Atlanta United manager Frank de Boer, captain Michael Parkhurst and veteran Jeff Larentowicz spoke frequently on Tuesday about playing with intensity being one of the keys to performing well in Thursday’s Champions League game against Herediano in Costa Rica.

Those quotes were underlined and put in bold later that night when a lifeless and unfocused Toronto opened the MLS account in this year’s version of the Champions League with a 4-0 drubbing from Independiente in Panama.

Intensity, indeed.

“I think we have more quality, but not always quality wins,” de Boer said of Herediano. “If you don’t put the same energy in as them, you will have a very difficult game, for sure.”

Concentration, intensity focus, energy … whatever word fits best is what the 18 players de Boer selects on Thursday will need for Atlanta United’s debut in the tournament.

The stadium in Costa Rica seats around 8,700. Very few will be wearing Atlanta United’s red and black.

The venue opened in 1951, making it 66 years older than Atlanta United’s home of Mercedes-Benz Stadium.

The turf will be very hard, which can cause the ball to take odd bounces.

The lighting is equivalent to that of a local recreation center.

De Boer, who has never played or coached in Central America, and his staff spoke to the players on Tuesday about what to expect.

“It’s a new experience,” he said. “I said to the players, the circumstances at Herediano are different, unlike in our stadium. They are more used to it than us. We have to adapt to those circumstances. I think they are ready.”

And Herediano will likely come out with intensity similar to Houston in last year’s disastrous opener, or Red Bulls’ in last year’s dispiriting loss in New Jersey.

If Atlanta United comes out as flat as it did in those games, or as flat as spiraling Toronto did on Tuesday, the Five Stripes could be out of the tournament before they have a chance to host the return leg next week at Kennesaw State.

Parkhurst has experience playing in Central America as a member of the U.S. national team.

He described the region as a “beast.”

Once the games start, salaries don’t matter. Being MLS Cup champs won’t matter. Being the darlings of the league won’t matter.

“People who aren’t used to it think it should easy for the U.S. to qualify, it should be easy for U.S. teams to go to Panama, Costa Rica, Honduras, Guatemala and beat teams easily,” he said. “It’s just not the case.

“These guys, when the play against U.S. teams, when the play against MLS teams, they play the best games of their lives, they play the best games of their year.
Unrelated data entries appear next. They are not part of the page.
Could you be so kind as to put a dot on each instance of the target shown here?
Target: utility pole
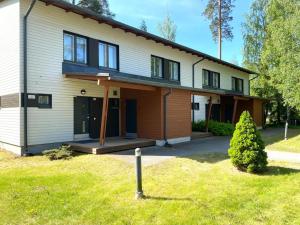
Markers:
(220, 29)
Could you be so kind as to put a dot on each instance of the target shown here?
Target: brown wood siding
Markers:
(149, 112)
(258, 112)
(179, 114)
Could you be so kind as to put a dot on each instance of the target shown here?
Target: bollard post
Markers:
(139, 190)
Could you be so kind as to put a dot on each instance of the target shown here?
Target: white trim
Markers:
(11, 148)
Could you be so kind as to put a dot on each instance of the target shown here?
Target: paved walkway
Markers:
(155, 155)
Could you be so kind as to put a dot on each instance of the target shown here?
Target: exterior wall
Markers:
(10, 73)
(45, 49)
(149, 112)
(179, 114)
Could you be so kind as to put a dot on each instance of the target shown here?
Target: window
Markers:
(156, 67)
(237, 84)
(196, 106)
(173, 70)
(211, 79)
(44, 101)
(75, 48)
(108, 55)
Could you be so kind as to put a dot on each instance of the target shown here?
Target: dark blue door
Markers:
(131, 117)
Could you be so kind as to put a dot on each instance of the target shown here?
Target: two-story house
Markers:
(69, 74)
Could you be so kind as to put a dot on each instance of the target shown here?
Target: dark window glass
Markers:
(108, 55)
(237, 84)
(44, 101)
(75, 48)
(174, 70)
(156, 67)
(210, 79)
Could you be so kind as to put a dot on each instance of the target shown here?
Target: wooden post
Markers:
(104, 115)
(209, 113)
(234, 110)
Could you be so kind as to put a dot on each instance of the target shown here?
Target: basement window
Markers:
(44, 101)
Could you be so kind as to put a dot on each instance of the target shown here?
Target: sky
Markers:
(192, 28)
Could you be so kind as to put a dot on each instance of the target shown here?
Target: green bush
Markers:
(64, 152)
(246, 146)
(215, 127)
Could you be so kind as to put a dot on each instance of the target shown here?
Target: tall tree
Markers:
(168, 29)
(143, 26)
(218, 12)
(99, 6)
(281, 52)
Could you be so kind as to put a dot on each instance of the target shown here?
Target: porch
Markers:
(112, 144)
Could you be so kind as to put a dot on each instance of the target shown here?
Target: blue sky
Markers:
(192, 28)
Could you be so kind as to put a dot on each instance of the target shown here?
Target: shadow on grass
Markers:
(279, 170)
(167, 198)
(273, 135)
(208, 157)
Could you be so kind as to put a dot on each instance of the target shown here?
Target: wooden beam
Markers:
(209, 114)
(234, 110)
(241, 98)
(104, 115)
(127, 85)
(199, 93)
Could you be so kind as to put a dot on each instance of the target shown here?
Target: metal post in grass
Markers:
(139, 190)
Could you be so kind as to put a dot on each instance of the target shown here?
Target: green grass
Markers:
(91, 189)
(276, 142)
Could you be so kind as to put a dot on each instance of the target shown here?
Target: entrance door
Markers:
(131, 118)
(95, 116)
(81, 116)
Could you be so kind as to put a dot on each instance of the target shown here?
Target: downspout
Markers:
(25, 75)
(193, 83)
(165, 115)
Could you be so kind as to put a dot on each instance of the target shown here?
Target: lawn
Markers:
(89, 189)
(274, 141)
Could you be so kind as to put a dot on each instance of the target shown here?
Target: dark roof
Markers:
(81, 72)
(86, 13)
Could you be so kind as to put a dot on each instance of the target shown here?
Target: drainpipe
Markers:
(25, 74)
(193, 83)
(250, 81)
(165, 116)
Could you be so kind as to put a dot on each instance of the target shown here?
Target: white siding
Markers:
(10, 69)
(46, 26)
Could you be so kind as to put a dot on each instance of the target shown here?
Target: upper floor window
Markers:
(237, 84)
(156, 67)
(108, 55)
(211, 79)
(75, 48)
(173, 70)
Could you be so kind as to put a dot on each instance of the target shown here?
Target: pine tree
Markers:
(246, 146)
(98, 6)
(168, 29)
(218, 12)
(143, 26)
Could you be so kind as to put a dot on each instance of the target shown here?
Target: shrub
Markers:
(215, 127)
(246, 146)
(64, 152)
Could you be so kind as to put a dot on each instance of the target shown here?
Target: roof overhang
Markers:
(86, 13)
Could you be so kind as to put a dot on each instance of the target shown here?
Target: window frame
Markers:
(162, 67)
(210, 79)
(170, 75)
(107, 52)
(234, 88)
(44, 106)
(165, 63)
(75, 36)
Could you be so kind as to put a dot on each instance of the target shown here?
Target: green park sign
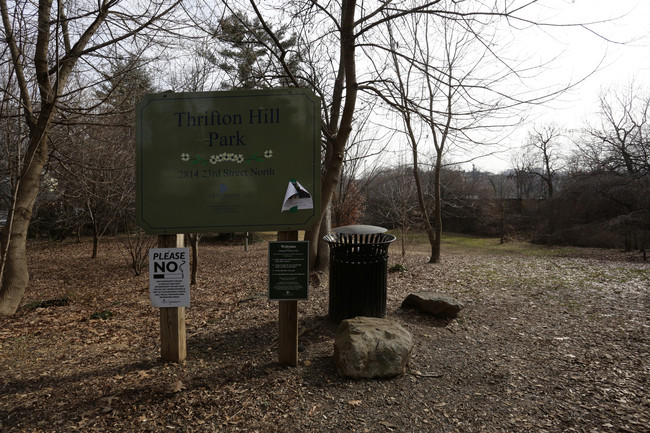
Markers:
(228, 161)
They play with passion and pride. If you don’t adapt and you aren’t mentally into it and focused, you can get beaten. It can happen to us. We can go down there and lose.”

Because of the gamesmanship and environment, Larentowicz, who has played friendlies and Champions League games in Central America, said that while you are playing soccer, the factors can make it feel like you are playing a different game. For example, he was once hit by a corn cob thrown by an angry supporter in Honduras.

But, Parkhurst said that’s where the preparation and mentality of Atlanta United’s players should come through.

The team bounced back from that 4-0 loss at Houston in last year’s opener to go unbeaten in its next eight. It bounced back from that loss to Red Bulls to knock them out of the playoffs. It shut out Portland to win the MLS Cup in just its second season.

“Teams are looking to beat you, looking to prove themselves,” Larentowicz said. “That’s the mentality you have to be prepared for.”